Open Funkomancer opened 6 years ago
Is there a possibility the issue lies with your motherboard? Have you tried to do bitcoin mining or other things with all 12 GPUs? Some motherboards have multiple PCIE slots, but only support up to an x amount (usually 6 to 9) GPUs.
Another issue might be, that your CPU has only 16 PCIE lanes for GPU purposes. If the first and second PCIE lanes are running at 4x, there is a possibility that you can only assign 8 more GPUs to your motherboard, resulting in a max of 10 GPUs. Or, if the first one is running at 8x, second at 4x, you can add only 4x more, plus 4 more 1x slots through an m.2 slot.
I have the same issue on 16 GPU machine... still no fix?
[0] Tesla V100-SXM3-32GB | 50'C, 87 % | 354 / 32510 MB | fahclient(339M)

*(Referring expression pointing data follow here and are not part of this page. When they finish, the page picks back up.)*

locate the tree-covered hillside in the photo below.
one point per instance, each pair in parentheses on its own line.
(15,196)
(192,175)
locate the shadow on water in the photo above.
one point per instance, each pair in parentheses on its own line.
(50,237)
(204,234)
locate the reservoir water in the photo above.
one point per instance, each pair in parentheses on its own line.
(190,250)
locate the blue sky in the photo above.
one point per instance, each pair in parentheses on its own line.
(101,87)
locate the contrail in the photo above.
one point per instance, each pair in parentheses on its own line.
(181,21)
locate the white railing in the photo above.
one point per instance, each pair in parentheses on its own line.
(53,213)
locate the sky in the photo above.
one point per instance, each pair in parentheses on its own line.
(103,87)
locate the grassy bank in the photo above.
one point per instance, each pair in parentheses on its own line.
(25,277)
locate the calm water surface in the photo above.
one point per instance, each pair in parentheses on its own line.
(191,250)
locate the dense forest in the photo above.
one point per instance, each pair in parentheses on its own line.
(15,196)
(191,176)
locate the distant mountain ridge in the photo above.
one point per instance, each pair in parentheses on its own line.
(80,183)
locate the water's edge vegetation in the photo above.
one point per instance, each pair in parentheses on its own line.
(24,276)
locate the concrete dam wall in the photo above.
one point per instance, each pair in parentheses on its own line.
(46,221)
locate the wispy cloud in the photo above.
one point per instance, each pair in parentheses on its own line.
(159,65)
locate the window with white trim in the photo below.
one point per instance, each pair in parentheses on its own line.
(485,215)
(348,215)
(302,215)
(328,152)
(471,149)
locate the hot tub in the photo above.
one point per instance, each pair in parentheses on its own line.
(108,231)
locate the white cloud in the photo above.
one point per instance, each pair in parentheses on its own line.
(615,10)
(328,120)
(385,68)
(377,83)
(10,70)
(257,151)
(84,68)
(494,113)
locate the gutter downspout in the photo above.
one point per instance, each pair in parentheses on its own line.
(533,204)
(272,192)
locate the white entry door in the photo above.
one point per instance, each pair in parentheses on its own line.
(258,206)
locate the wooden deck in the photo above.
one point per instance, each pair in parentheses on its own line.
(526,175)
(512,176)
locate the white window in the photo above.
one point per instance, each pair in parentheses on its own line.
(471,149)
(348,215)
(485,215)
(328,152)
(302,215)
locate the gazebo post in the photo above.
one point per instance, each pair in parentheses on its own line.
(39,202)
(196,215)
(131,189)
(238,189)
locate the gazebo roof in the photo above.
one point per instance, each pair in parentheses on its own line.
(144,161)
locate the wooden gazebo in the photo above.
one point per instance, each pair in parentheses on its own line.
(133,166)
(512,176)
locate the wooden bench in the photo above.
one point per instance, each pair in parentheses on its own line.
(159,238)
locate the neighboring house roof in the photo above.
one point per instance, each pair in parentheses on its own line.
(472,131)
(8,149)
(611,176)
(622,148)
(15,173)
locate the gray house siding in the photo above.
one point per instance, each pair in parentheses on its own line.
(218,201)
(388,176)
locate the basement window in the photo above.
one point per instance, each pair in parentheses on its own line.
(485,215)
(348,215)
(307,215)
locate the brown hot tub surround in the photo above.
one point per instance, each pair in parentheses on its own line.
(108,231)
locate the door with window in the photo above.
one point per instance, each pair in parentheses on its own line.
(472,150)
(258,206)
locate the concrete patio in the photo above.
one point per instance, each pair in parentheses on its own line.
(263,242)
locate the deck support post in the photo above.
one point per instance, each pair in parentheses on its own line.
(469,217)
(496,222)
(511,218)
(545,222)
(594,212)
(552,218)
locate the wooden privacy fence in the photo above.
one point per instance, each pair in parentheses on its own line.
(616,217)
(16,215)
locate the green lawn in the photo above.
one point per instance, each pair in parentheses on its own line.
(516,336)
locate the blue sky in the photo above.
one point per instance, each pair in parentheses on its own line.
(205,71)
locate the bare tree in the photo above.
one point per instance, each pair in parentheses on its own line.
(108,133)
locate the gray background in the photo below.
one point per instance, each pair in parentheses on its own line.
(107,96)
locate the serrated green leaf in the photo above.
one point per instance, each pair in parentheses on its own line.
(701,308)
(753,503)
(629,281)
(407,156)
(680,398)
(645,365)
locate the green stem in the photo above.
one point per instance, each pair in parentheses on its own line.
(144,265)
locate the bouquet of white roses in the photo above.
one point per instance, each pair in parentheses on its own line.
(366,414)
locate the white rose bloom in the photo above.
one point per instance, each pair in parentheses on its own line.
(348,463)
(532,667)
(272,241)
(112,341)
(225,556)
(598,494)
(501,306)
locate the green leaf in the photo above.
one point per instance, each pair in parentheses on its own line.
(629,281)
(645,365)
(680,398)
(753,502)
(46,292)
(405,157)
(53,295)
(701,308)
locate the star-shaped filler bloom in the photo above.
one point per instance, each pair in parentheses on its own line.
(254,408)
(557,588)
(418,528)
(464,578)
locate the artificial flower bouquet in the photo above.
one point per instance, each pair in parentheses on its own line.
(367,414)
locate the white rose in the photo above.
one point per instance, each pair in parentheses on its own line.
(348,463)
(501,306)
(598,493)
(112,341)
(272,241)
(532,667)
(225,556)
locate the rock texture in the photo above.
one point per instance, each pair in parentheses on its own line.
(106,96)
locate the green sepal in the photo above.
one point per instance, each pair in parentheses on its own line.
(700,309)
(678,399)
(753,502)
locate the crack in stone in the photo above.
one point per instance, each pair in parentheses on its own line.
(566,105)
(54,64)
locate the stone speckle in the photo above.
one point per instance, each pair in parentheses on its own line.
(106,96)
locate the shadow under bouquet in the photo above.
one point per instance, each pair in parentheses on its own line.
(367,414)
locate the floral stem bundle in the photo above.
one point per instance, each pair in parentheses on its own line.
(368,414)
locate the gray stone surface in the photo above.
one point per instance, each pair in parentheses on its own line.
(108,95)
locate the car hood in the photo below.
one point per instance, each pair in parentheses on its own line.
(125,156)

[1] Tesla V100-SXM3-32GB | 51'C, 98 % | 2376 / 32510 MB | fahclient(323M) fahclient(339M) fahclient(341M) fahclient(339M) fahclient(341M) fahclient(339M) fahclient(339M)
[2] Tesla V100-SXM3-32GB | 64'C, 87 % | 354 / 32510 MB | fahclient(339M)
[3] Tesla V100-SXM3-32GB | 66'C, 88 % | 354 / 32510 MB | fahclient(339M)
[4] Tesla V100-SXM3-32GB | 46'C, 88 % | 354 / 32510 MB | fahclient(339M)
[5] Tesla V100-SXM3-32GB | 62'C, 87 % | 354 / 32510 MB | fahclient(339M)
[6] Tesla V100-SXM3-32GB | 49'C, 90 % | 356 / 32510 MB | fahclient(341M)
[7] Tesla V100-SXM3-32GB | 68'C, 90 % | 356 / 32510 MB | fahclient(341M)
[8] Tesla V100-SXM3-32GB | 50'C, 88 % | 354 / 32510 MB | fahclient(339M)
[9] Tesla V100-SXM3-32GB | 51'C, 93 % | 354 / 32510 MB | fahclient(339M)
[10] Tesla V100-SXM3-32GB | 47'C, 0 % | 13 / 32510 MB |
[11] Tesla V100-SXM3-32GB | 48'C, 0 % | 13 / 32510 MB |
[12] Tesla V100-SXM3-32GB | 32'C, 0 % | 13 / 32510 MB |
[13] Tesla V100-SXM3-32GB | 30'C, 0 % | 13 / 32510 MB |
[14] Tesla V100-SXM3-32GB | 34'C, 0 % | 13 / 32510 MB |
[15] Tesla V100-SXM3-32GB | 35'C, 0 % | 13 / 32510 MB |
Also reported at https://foldingforum.org/viewtopic.php?p=316900#p316900
I can confirm the issue. I am running a 17 GPU configuration with a dual Xeon server motherboard for 2 years. No issues with 3D rendering (e.g. octane render) or GPU mining. No motherboard or driver issues.
If i configure config.xml to use GPU-index 0 - 9 the got assigned correctly. GPU-index 10-16 get all assigned to GPU 1.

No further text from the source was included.